As I was saying in a previous article, I like to take advantage of tabs – preferably launched in the background - to gather a collection of pages and go through them later. It’s also a more efficient way to check out the results when you perform a search: if you don’t find something useful on the first pages, you can easily go back to the tab holding the search results and open more links. But in the most popular search engines clicking on a result overrides the tab containing them, so you have to specifically tell the browser each time to open the page in a new tab.
In Google search, you have the option to “Open search results in a new browser window”, but you need to activate it manually by going to “Search settings”. And since preferences are stored in cookies, it’s not really a permanent solution. Every time you erase browser cookies or use a privacy mode you are back to the original behavior.
I have noticed that after enabling the preference, Google adds a new parameter to the search results URL: &newwindow=1. So creating a new search engine configuration for your browser(s) would solve the problem, because the parameter would be added automatically every time you perform a search:
- Internet Explorer has an official page to create and install a custom search provider, with easy instructions.
- If you create the search provider for Internet Explorer and save it as an XML file, you can use it in Firefox as well, since both browsers support OpenSearch. Simply copy the XML file in the ‘searchplugins’ subfolder of the main Firefox installation and the new search engine will be available in the search box next time you start the browser. Or you can install this search provider I have created, that in addition to the mentioned open-in-new-tab tweak uses the secure version of Google search.
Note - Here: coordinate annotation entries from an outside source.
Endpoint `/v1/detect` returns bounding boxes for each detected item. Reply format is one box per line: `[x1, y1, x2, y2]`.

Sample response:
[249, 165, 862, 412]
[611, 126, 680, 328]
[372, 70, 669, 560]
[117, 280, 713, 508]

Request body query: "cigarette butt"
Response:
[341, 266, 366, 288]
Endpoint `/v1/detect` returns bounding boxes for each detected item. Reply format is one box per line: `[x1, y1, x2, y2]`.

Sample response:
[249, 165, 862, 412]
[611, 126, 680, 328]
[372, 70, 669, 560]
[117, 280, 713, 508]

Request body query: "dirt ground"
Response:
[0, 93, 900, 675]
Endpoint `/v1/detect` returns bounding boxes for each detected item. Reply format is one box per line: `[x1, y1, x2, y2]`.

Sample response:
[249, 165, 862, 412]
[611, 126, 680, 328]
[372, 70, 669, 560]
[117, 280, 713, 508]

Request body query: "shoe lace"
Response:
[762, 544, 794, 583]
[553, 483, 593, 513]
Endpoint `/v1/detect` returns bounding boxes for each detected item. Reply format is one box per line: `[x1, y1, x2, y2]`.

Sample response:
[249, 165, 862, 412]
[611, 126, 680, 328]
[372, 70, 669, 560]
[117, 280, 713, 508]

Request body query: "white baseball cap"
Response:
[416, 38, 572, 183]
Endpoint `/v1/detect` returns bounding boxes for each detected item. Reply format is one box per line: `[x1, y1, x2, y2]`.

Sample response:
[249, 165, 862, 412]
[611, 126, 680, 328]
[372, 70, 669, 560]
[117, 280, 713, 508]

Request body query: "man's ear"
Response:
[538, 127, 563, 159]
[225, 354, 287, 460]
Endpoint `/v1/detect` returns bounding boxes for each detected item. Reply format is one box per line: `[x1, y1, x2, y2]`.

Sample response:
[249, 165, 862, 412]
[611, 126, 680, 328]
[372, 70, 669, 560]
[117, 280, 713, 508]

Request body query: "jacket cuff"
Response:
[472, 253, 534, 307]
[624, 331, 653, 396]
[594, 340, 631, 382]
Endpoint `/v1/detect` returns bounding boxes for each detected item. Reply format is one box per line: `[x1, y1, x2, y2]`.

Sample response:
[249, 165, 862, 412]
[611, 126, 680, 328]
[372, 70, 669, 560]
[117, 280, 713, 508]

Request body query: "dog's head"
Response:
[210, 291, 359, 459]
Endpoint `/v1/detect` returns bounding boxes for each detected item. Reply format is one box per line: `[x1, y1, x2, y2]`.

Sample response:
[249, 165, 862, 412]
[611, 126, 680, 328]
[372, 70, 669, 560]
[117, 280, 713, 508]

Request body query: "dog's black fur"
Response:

If you prefer to search from the address bar, the tweak can be replicated there with a small change to the Firefox preferences. Go to about:config, look for the preference called keyword.URL and change the default value to:http://www.google.com/search?ie=UTF-8&oe=UTF-8&sourceid=navclient&newwindow=1&q=
This will also disable the “I’m feeling lucky” function; if you like to keep it, append another parameter &gfns=1 to this string before &q=. - In Google Chrome, you can easily modify the built-in search engines or add new ones, like I did to prevent Google from redirecting me to the country specific results page.
- While it doesn’t support OpenSearch, Opera has a built-in way to define new search engines, as presented in this blog post.
There are other parameters for the Google search URL, which also replicate preferences and make them more permanent:
- With &num=20 (or 30, 50, 100) you can overwrite the default number of 10 search results per page.
- With &safe=off you can set the SafeSearch to not filter the search results; on the other hand, &safe=active turns on the strict filtering (Filter both explicit text and explicit images).